Des cris de rage impossibles à rendre accueillirent l’enlèvement de l’aérostat, qui monta à plus de huit cents pieds. Un vent rapide le saisit, et il décrivit d’inquiétantes oscillations, pendant que l’intrépide docteur et ses compagnons contemplaient le gouffre des cataractes ouvert sous leurs yeux.
Dix minutes après, sans avoir échangé une parole, les intrépides voyageurs descendaient peu à peu vers l’autre rive du fleuve.
Là, surpris, émerveillé, effrayé, se tenait un groupe d’une dizaine d’hommes qui portaient l’uniforme français. Qu’on juge de leur étonnement quand ils virent ce ballon s’élever de la rive droite du fleuve. Ils n’étaient pas éloignés de croire à un phénomène céleste. Mais leurs chefs, un lieutenant de marine et un enseigne de vaisseau, connaissaient par les journaux d’Europe l’audacieuse tentative du docteur Fergusson, et ils se rendirent tout de suite compte de l’événement.
Le ballon, se dégonflant peu à peu, retombait avec les hardis aéronautes retenus à son filet; mais il était douteux qu’il put atteindre la terre, aussi les Français se précipitèrent dans le fleuve, et reçurent les trois Anglais entre leurs bras, au moment où le Victoria s’abattait à quelques toises de la rive gauche du Sénégal.

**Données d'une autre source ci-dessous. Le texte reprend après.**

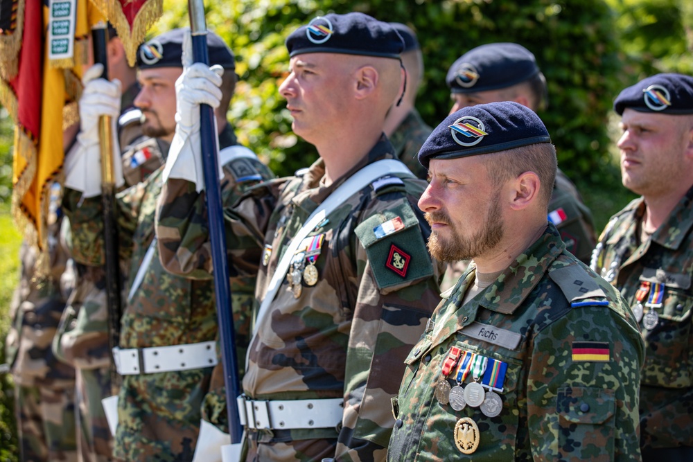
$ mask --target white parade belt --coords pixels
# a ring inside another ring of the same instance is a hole
[[[336,428],[344,412],[341,398],[256,401],[241,395],[237,400],[241,425],[252,429]]]
[[[145,348],[113,348],[116,370],[121,375],[201,369],[216,366],[215,341]]]

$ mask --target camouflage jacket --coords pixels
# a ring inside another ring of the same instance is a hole
[[[588,264],[597,242],[592,213],[582,202],[575,185],[560,169],[549,202],[549,221],[558,229],[566,250]]]
[[[613,284],[642,326],[643,447],[693,446],[693,188],[644,242],[642,198],[615,215],[593,267]]]
[[[231,265],[237,261],[236,247],[245,240],[264,247],[258,301],[284,249],[310,213],[361,168],[393,157],[383,136],[329,186],[321,183],[324,165],[319,160],[304,175],[260,185],[226,208]],[[176,190],[182,182],[170,181],[164,188],[157,223],[162,259],[174,272],[209,272],[207,236]],[[439,300],[441,269],[432,265],[426,248],[430,229],[416,206],[423,181],[392,177],[380,188],[378,184],[356,191],[310,232],[309,240],[323,240],[314,260],[300,256],[294,261],[300,267],[315,265],[317,281],[290,285],[284,279],[253,337],[243,378],[244,391],[253,399],[342,398],[342,425],[248,429],[247,460],[385,458],[394,423],[387,403],[396,392],[406,352]],[[401,226],[377,237],[386,222]],[[182,242],[191,244],[184,251]],[[404,265],[394,261],[398,256]]]
[[[123,116],[139,112],[132,109]],[[137,115],[137,114],[135,114]],[[141,135],[139,122],[126,120],[123,130],[136,138],[123,151],[125,186],[132,186],[156,171],[164,163],[161,146],[156,139]],[[164,146],[165,147],[165,146]],[[69,228],[63,226],[64,239],[72,248]],[[121,262],[123,278],[127,280],[128,266]],[[94,369],[107,367],[112,361],[108,337],[108,308],[106,302],[105,272],[103,267],[76,263],[75,289],[67,301],[58,334],[53,339],[53,352],[61,361],[74,367]],[[121,294],[127,298],[128,292]]]
[[[68,259],[58,239],[62,222],[58,206],[61,195],[60,185],[54,184],[48,219],[49,272],[37,273],[36,247],[25,240],[19,249],[19,283],[10,305],[11,324],[5,347],[15,382],[23,387],[74,387],[74,369],[58,361],[51,349],[66,299],[60,284]]]
[[[220,135],[220,145],[235,144],[230,129]],[[164,151],[165,152],[165,151]],[[238,159],[256,172],[266,172],[258,161]],[[258,178],[236,182],[232,166],[224,166],[223,193],[239,195]],[[145,254],[155,238],[156,202],[161,190],[163,167],[116,196],[119,240],[121,260],[130,269],[131,286]],[[263,175],[263,177],[265,177]],[[66,214],[70,218],[73,253],[85,265],[103,264],[100,197],[82,199],[76,191],[66,195]],[[206,228],[207,223],[196,223]],[[249,261],[259,261],[259,249]],[[254,276],[254,275],[252,275]],[[231,275],[236,290],[234,317],[249,319],[254,301],[254,278]],[[243,329],[243,322],[238,323]],[[247,323],[246,323],[246,325]],[[214,340],[217,318],[211,281],[195,281],[166,272],[155,253],[144,277],[127,299],[121,321],[120,346],[123,348],[193,344]],[[247,335],[247,334],[246,334]],[[199,430],[202,400],[209,387],[212,367],[176,372],[124,375],[119,393],[119,426],[114,456],[125,460],[143,460],[166,454],[171,460],[191,458]]]
[[[421,179],[426,179],[428,170],[419,161],[419,151],[432,131],[433,129],[426,125],[416,109],[412,109],[389,136],[390,143],[394,147],[399,160]]]
[[[565,251],[550,224],[462,305],[475,267],[436,308],[406,359],[388,459],[640,460],[644,348],[618,292]],[[472,361],[463,359],[472,353]],[[456,411],[448,387],[461,377],[470,388],[474,371],[465,377],[464,369],[480,366],[477,358],[488,360],[480,381],[500,401]]]

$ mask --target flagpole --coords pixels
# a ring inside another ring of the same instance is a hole
[[[106,46],[108,43],[108,29],[101,21],[91,28],[94,45],[94,60],[103,65],[103,78],[108,78],[108,57]],[[111,351],[120,343],[121,317],[121,271],[118,245],[118,224],[116,220],[116,178],[114,167],[113,130],[110,116],[99,118],[98,137],[101,150],[101,204],[103,208],[105,270],[106,274],[106,306],[108,312],[108,343]],[[117,161],[120,161],[119,160]],[[112,363],[112,391],[117,390],[120,376]]]
[[[195,62],[209,65],[207,52],[207,28],[203,0],[188,0],[190,28],[193,35],[193,58]],[[240,443],[243,427],[238,417],[236,397],[240,394],[238,384],[238,364],[236,356],[236,330],[231,308],[231,287],[229,285],[229,266],[227,261],[226,236],[224,226],[220,188],[219,160],[217,152],[218,135],[214,131],[214,112],[211,106],[200,107],[205,200],[209,220],[212,264],[214,267],[214,292],[216,296],[219,338],[221,342],[224,383],[226,386],[226,405],[229,418],[229,432],[231,443]]]

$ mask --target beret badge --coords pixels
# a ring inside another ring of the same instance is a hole
[[[455,73],[455,81],[461,87],[470,88],[479,80],[479,73],[476,69],[469,63],[464,63],[457,68]]]
[[[489,134],[484,131],[484,123],[471,116],[460,117],[449,127],[455,142],[461,146],[473,146]]]
[[[661,85],[650,85],[642,93],[645,105],[653,111],[663,111],[672,105],[669,91]]]
[[[313,43],[319,45],[329,40],[333,31],[334,28],[330,20],[326,17],[318,16],[308,23],[308,27],[306,28],[306,36]]]
[[[140,47],[139,57],[145,64],[155,64],[164,57],[164,46],[157,39],[150,40]]]

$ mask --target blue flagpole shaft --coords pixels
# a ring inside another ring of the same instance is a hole
[[[207,25],[202,0],[188,0],[190,26],[193,33],[193,58],[195,62],[209,64],[207,52]],[[231,307],[229,265],[227,260],[226,235],[219,186],[219,160],[217,153],[218,134],[214,130],[214,112],[211,107],[200,107],[202,165],[204,191],[209,214],[209,238],[212,264],[214,266],[214,292],[217,318],[226,386],[226,405],[229,432],[232,443],[240,443],[243,427],[238,418],[236,397],[240,394],[238,384],[238,362],[236,356],[236,330]]]

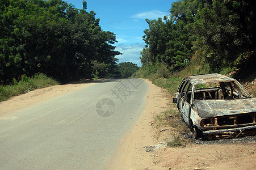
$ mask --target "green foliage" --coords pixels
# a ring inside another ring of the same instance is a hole
[[[167,146],[170,147],[175,147],[182,146],[182,142],[181,138],[178,136],[173,135],[173,140],[167,142]]]
[[[131,62],[121,62],[117,65],[118,71],[121,74],[120,76],[123,78],[131,77],[138,70],[139,68],[136,64]]]
[[[132,77],[148,78],[153,80],[162,77],[167,78],[170,75],[170,70],[167,66],[160,63],[153,65],[150,62],[148,65],[140,67]]]
[[[58,84],[57,82],[44,74],[35,74],[31,78],[24,74],[19,79],[18,81],[14,78],[12,85],[0,86],[0,102],[37,88]]]
[[[113,74],[115,35],[103,31],[87,3],[77,9],[61,0],[5,1],[0,5],[0,82],[44,73],[60,80],[89,77],[92,61]],[[99,72],[100,72],[99,71]]]

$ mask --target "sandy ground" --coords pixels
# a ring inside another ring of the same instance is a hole
[[[163,141],[175,129],[161,133],[152,125],[154,117],[170,107],[167,92],[148,80],[149,92],[142,114],[126,134],[112,159],[109,169],[256,169],[255,142],[233,144],[195,144],[167,147]],[[30,105],[92,83],[69,84],[39,89],[0,103],[0,118]],[[10,117],[11,118],[11,117]],[[152,148],[152,149],[151,149]]]
[[[121,141],[109,169],[256,169],[255,141],[167,147],[165,141],[175,129],[156,128],[152,124],[154,116],[170,107],[171,99],[166,91],[145,80],[149,90],[144,112]]]
[[[14,96],[0,103],[0,117],[91,84],[92,83],[56,85]]]

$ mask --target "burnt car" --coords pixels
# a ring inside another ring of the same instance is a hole
[[[256,98],[233,78],[219,74],[188,76],[173,102],[195,139],[256,134]]]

«Le docteur Fergusson! s’écria le lieutenant.
– Lui-même, répondit tranquillement le docteur, et ses deux amis.»
Les Français emportèrent les voyageurs au-delà du fleuve, tandis que le ballon à demi dégonflé, entraîné par un courant rapide, s’en alla comme une bulle immense s’engloutir avec les eaux du Sénégal dans les cataractes de Gouina.
«Pauvre Victoria!» fit Joe.
Le docteur ne put retenir une larme; il ouvrit ses bras, et ses deux amis s’y précipitèrent sous l’empire d’une grande émotion.
XLIV
Conclusion. – Le procès-verbal. – Les établissements français. – Le poste de Médine. – Le «Basilic». – Saint-Louis. – La frégate anglaise. – Retour à Londres.
L’expédition qui se trouvait sur le bord du fleuve avait été envoyée par le gouverneur du Sénégal; elle se composait de deux officiers, MM. Dufraisse, lieutenant d’infanterie de marine, et Rodamel, enseigne de vaisseau; d’un sergent et de sept soldats. Depuis deux jours, ils s’occupaient de reconnaître la situation la plus favorable pour l’établissement d’un poste à Gouina, lorsqu’ils furent témoins de l’arrivée du docteur Fergusson.